German politician (born 1951)

Reimer Böge (born 18 December 1951) is a German politician who served as Member of the European Parliament (MEP) from 1989 until 2019. He is a member of the Christian Democratic Union of Germany, part of the European People's Party.

==Member of the European Parliament, 1989–present==
Böge served as vice-chair of the Delegation for relations with Australia and New Zealand, member of the Committee on Budgets and the Special committee on the policy challenges and budgetary resources for a sustainable European Union after 2013 and substitute of the Committee on Foreign Affairs and the Delegation for relations with Japan. In addition, he was standing rapporteur on policy challenges and budgetary means of the enlarged Union 2007–2013.

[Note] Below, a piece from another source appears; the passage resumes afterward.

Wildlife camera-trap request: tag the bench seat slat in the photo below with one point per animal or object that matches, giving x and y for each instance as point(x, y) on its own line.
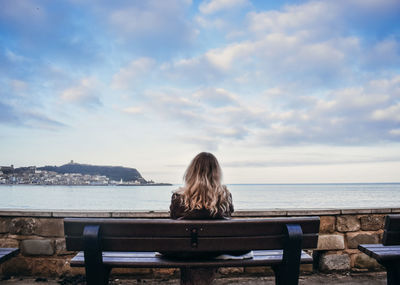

Böge served as vice-chairman of the Budget Committee and the Parliament's lead negotiator on the EU's financial framework for 2007–13; under his stewardship, the Parliament got an extra €4 billion and the chance to vote on the budget review. He later chaired the Budget Committee from 2007 to 2009, when he was succeeded by Alain Lamassoure. In 2010, he drafted the Parliament's legislative bill on the extra financing needs of €1.4 billion for the International Thermonuclear Experimental Reactor (ITER). Also in 2010, he joined the Friends of the EEAS, an unofficial and independent pressure group formed because of concerns that the High Representative of the Union for Foreign Affairs and Security Policy Catherine Ashton was not paying sufficient attention to the Parliament and was sharing too little information on the formation of the European External Action Service.

In 2009, Böge was a CDU delegate to the Federal Convention for the purpose of electing the President of Germany.

In June 2013, Böge resigned as the EPP group's budget negotiator in protest at an initial compromise deal between the European Parliament, the European Commission under the leadership of José Manuel Barroso and the European Council on a €960 billion budget for 2014–20. Alongside Pervenche Berès, he currently serves as rapporteur on the European Parliament's report on a budgetary capacity for the eurozone.

In September 2017, Reimer announced that he would not stand in the 2019 European elections but instead resign from active politics by the end of the parliamentary term.

==Other activities==
===Corporate boards===
- Vereinigte Tierversicherung Gesellschaft a. G., member of the supervisory board

===Non-profit organizations===
- German Animal Breeders Federation (ADT), president
- Conseil Européen des Jeunes Agriculteurs, president (1977–80)
- German Federation of Rural Youth (BDL), deputy chairman (1973–77)

==Recognition==
- Medal of Exceptional Offer to the Republic of Cyprus

==Personal life==
Böge and his wife, who is from Cyprus, live in Hasenmoor.